What do you need to keep doing that gives you life? Is there something new you want to try in your life? During this time of transition might be the perfect time to try it!
6. See the world with fresh eyes
As you move through the grief, you will begin to see the world with fresh new eyes. Sometimes you need something dramatic to happen to open yourself to new possibilities.
Maybe it is something you have always wanted to do but have been too afraid to try.
7. The grief will pass
Going through physical, emotional, mental and spiritual transformation is intense. Avoiding intensity through drugs and alcohol can be tempting. But in the end, if you can find the courage to face this, head on, you are going to make a faster recovery.
Your emotions are constantly changing. Just remind yourself your intense feelings and sensations will pass.
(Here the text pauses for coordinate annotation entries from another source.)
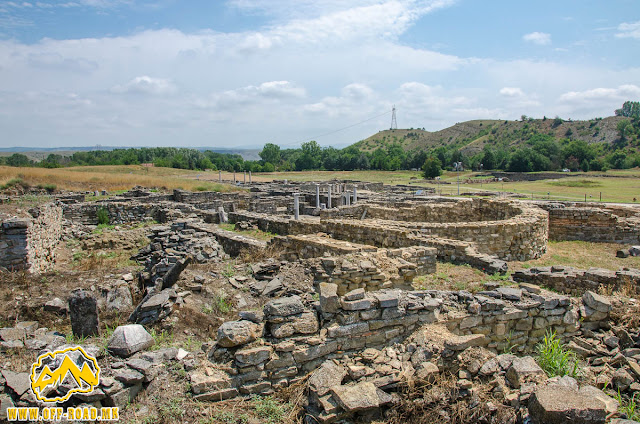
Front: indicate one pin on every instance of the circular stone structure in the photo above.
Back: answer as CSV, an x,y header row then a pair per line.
x,y
510,230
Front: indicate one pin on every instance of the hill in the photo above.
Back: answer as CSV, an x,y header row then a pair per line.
x,y
470,137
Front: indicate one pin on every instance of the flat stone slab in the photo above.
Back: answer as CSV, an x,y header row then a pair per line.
x,y
236,333
559,405
327,376
523,370
284,306
18,382
458,343
360,397
129,339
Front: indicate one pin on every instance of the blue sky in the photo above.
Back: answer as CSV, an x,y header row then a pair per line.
x,y
241,73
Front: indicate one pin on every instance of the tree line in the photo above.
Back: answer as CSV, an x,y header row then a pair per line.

The more you can face your feelings and sensation the less hold they will have on you and the quicker they will pass.
You have no reason to fear change.
Change is the one guarantee of life. The best attitude is to accept that change will happen, expected or not.
When you have experienced some form of loss, it is better for you to face it. But you need to give yourself time to work through it.
You need to acknowledge that you are going to require extra care during this time of transition. Make sure you are getting your needs met and that you have a safe space to release your sadness and anger.
Have family and friends you trust to walk with you through this journey. And, when your friends and family are not enough, find a coach, or counselor who can journey with you helping you to reconnect with your inner wisdom, courage, and strength.
Openly facing the challenges of life transitions, you will find greater purpose and meaning in life as you grow mentally, emotionally, spiritually and physically through the forces of change.